Gold prices remained relatively stable on Friday, but for the month of June, they suffered significant losses due to robust U.S. economic data fueling risk appetite and concerns about potential interest rate hikes by the Federal Reserve.
Over the course of this week, the precious metal experienced a decline to three-month lows, mainly influenced by hawkish statements from Fed officials, with Chair Jerome Powell reiterating the possibility of at least two rate increases this year.
Furthermore, an unexpected upward revision in U.S. gross domestic product data showcased the country’s economic resilience, weakening gold’s appeal as a safe-haven asset. Investors also became increasingly concerned that the Fed may have ample room to continue raising interest rates, which further dampened gold’s outlook.
At the end of trading on Friday, spot gold was nearly unchanged at $1,908.01 per ounce, while gold futures dropped marginally by 0.1% to $1,915.95 per ounce by 21:59 ET (01:59 GMT). However, both spot and futures contracts experienced a decline of 2.7% and 3.3%, respectively, throughout the month of June.

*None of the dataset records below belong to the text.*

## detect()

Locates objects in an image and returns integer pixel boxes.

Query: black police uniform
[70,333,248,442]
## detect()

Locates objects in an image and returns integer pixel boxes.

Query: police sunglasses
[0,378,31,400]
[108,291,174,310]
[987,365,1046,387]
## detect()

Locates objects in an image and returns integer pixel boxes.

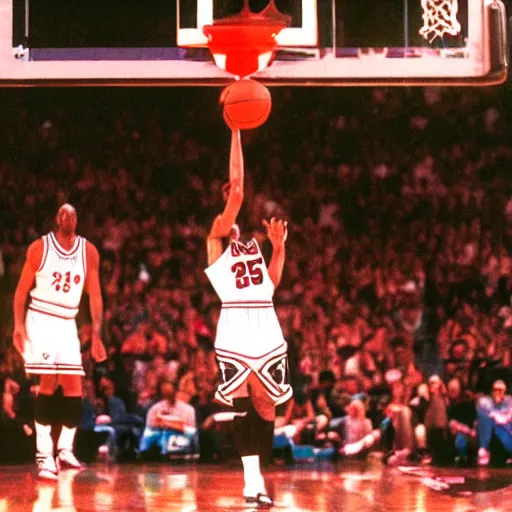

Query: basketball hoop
[203,0,290,79]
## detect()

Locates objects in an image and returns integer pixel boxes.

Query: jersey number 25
[231,258,264,289]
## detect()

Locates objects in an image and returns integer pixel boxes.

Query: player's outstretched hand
[262,217,288,247]
[92,331,107,363]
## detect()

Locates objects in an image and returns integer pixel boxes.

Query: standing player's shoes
[244,493,273,508]
[57,450,85,469]
[36,455,59,481]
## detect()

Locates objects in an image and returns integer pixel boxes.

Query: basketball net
[419,0,462,43]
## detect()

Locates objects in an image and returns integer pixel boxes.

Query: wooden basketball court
[0,461,511,511]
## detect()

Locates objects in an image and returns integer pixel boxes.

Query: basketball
[221,79,272,130]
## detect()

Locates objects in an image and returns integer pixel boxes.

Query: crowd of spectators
[1,83,512,466]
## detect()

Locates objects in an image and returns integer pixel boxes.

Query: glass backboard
[0,0,508,86]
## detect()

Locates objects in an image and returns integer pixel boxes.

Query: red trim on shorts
[26,367,85,375]
[26,364,83,370]
[257,353,289,394]
[28,306,76,320]
[221,300,274,309]
[49,232,81,257]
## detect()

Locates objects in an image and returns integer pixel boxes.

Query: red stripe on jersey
[223,300,273,304]
[28,306,76,320]
[222,305,274,309]
[31,296,79,310]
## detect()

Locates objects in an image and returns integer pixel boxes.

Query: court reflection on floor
[0,463,512,512]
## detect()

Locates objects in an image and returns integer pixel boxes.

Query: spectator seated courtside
[139,377,199,460]
[477,379,512,466]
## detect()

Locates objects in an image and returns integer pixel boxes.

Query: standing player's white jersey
[205,238,274,306]
[29,232,87,320]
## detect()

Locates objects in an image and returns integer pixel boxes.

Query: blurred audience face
[492,380,507,405]
[160,381,177,404]
[447,378,461,401]
[344,377,359,396]
[346,400,365,420]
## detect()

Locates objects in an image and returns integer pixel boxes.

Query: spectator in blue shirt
[477,379,512,465]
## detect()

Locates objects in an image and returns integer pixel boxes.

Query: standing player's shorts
[214,304,293,407]
[24,309,85,376]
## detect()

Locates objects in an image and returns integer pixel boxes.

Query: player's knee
[58,374,83,397]
[253,399,275,422]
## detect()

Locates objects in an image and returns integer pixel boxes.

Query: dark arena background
[2,0,512,511]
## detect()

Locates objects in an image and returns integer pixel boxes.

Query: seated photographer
[139,376,198,460]
[477,379,512,466]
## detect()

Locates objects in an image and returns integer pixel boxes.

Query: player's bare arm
[206,217,225,266]
[209,129,244,239]
[85,241,107,363]
[12,239,43,355]
[207,130,244,265]
[263,217,288,291]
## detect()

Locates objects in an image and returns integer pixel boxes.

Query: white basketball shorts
[213,306,292,407]
[24,309,85,376]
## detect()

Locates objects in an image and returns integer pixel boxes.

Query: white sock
[57,426,77,452]
[35,422,53,457]
[241,455,265,495]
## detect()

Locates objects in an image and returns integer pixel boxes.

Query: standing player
[205,130,292,507]
[13,204,106,480]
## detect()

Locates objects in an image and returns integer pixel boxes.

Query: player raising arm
[204,128,291,507]
[207,129,244,265]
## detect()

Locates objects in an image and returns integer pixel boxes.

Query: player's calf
[56,394,84,469]
[34,393,59,479]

Gold’s current focus lies on a potential break below the crucial support level of $1,900. Such an event could trigger technical selling, as spot gold approached the $1,891 level on Thursday before recovering slightly, but still hovering close to the $1,800s. Similarly, gold futures narrowly escaped a drop below $1,900 on Thursday.
The strength of the U.S. dollar, which reached a two-week high following positive GDP data and Powell’s comments, added further pressure on gold prices. The prospect of rising interest rates negatively impacts gold’s attractiveness as it increases the opportunity cost of holding the precious metal compared to the dollar and government debt. This sentiment had already affected gold throughout 2022 and continued to weigh on the metal in 2023.

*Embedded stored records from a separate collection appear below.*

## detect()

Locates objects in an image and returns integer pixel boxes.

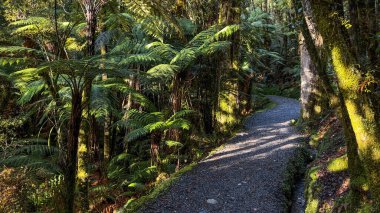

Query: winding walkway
[142,96,304,213]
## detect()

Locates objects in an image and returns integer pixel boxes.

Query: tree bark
[309,1,380,209]
[300,2,366,210]
[299,32,324,121]
[65,91,82,213]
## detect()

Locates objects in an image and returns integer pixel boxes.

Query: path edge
[122,99,278,212]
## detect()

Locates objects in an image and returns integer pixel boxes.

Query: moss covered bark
[310,1,380,209]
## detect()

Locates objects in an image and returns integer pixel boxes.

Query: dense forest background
[0,0,379,212]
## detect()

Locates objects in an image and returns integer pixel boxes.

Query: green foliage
[0,0,304,212]
[123,109,192,142]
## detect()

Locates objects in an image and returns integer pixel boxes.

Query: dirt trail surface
[141,96,304,213]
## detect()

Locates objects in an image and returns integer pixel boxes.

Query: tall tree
[308,0,380,209]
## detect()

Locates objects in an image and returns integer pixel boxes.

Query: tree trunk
[171,74,182,141]
[298,32,324,121]
[300,2,366,209]
[65,92,82,213]
[77,3,98,211]
[309,1,380,209]
[216,0,242,129]
[150,132,162,166]
[100,43,111,162]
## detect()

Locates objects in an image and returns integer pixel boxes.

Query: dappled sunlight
[143,96,303,212]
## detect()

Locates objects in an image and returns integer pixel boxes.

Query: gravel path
[142,96,304,213]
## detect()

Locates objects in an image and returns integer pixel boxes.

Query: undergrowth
[303,114,372,213]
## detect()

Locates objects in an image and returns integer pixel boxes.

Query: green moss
[207,144,226,157]
[309,134,319,148]
[327,155,348,172]
[216,89,240,132]
[123,163,197,212]
[306,199,319,213]
[308,166,320,181]
[313,105,322,114]
[281,147,312,211]
[305,166,321,213]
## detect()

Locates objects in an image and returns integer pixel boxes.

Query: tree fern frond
[167,109,194,122]
[170,47,198,69]
[165,140,183,148]
[0,155,61,174]
[127,127,149,142]
[165,118,191,130]
[17,80,45,105]
[0,46,47,58]
[127,109,161,125]
[212,25,240,41]
[103,83,156,112]
[0,57,34,66]
[199,41,231,56]
[145,121,165,132]
[147,64,179,79]
[104,12,135,31]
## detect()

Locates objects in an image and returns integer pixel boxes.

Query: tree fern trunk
[100,43,111,162]
[65,92,82,213]
[77,2,98,211]
[171,74,182,141]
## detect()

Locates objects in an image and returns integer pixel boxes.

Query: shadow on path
[142,96,304,213]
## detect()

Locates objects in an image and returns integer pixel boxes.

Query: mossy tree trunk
[309,1,380,209]
[300,1,366,210]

Apart from the Federal Reserve’s stance, hawkish signals from the European Central Bank and the Bank of England also contributed to the downward pressure on gold this week, particularly due to persistent inflation in both regions.
In contrast, copper prices managed to rise on Friday, despite indications of economic challenges in China, the world’s largest copper importer.

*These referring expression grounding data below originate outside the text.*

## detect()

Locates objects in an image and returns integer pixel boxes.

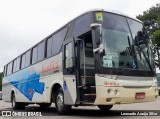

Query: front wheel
[98,105,113,112]
[55,88,71,114]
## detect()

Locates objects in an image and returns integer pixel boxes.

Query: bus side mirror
[134,31,147,46]
[90,23,102,46]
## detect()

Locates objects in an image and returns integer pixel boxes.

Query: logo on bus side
[42,62,59,73]
[104,81,119,86]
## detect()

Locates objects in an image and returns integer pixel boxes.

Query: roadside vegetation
[137,3,160,68]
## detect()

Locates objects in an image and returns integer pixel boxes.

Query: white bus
[2,9,158,114]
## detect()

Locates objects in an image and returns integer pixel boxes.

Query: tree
[137,3,160,69]
[137,3,160,45]
[153,30,160,46]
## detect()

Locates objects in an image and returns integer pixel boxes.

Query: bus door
[63,39,77,105]
[75,31,96,103]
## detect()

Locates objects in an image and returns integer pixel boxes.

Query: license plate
[135,93,145,99]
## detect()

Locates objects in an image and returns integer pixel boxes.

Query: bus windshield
[97,12,154,71]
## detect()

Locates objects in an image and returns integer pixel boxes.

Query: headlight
[107,89,113,94]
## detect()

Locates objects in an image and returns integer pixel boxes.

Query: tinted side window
[7,62,13,75]
[52,27,67,56]
[21,54,25,69]
[47,37,52,58]
[3,66,6,76]
[38,41,45,61]
[32,46,38,64]
[10,62,13,74]
[25,50,31,67]
[16,57,20,71]
[5,66,7,76]
[13,60,17,73]
[4,66,7,76]
[74,13,91,37]
[66,23,74,39]
[65,42,74,69]
[7,64,10,75]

Copper futures increased by 0.4% to reach $3.7127 per pound, despite a 2.7% loss for the week. However, for the month of June, futures experienced a gain of nearly 2%, recovering from the six-month lows seen in May.
China’s manufacturing sector showed signs of contraction through June, and growth in the services sector slowed, indicating an economic rebound in the country remained elusive.
While the weak economic indicators in China might imply softer copper demand, they could also prompt Beijing to introduce further stimulus measures to bolster economic growth.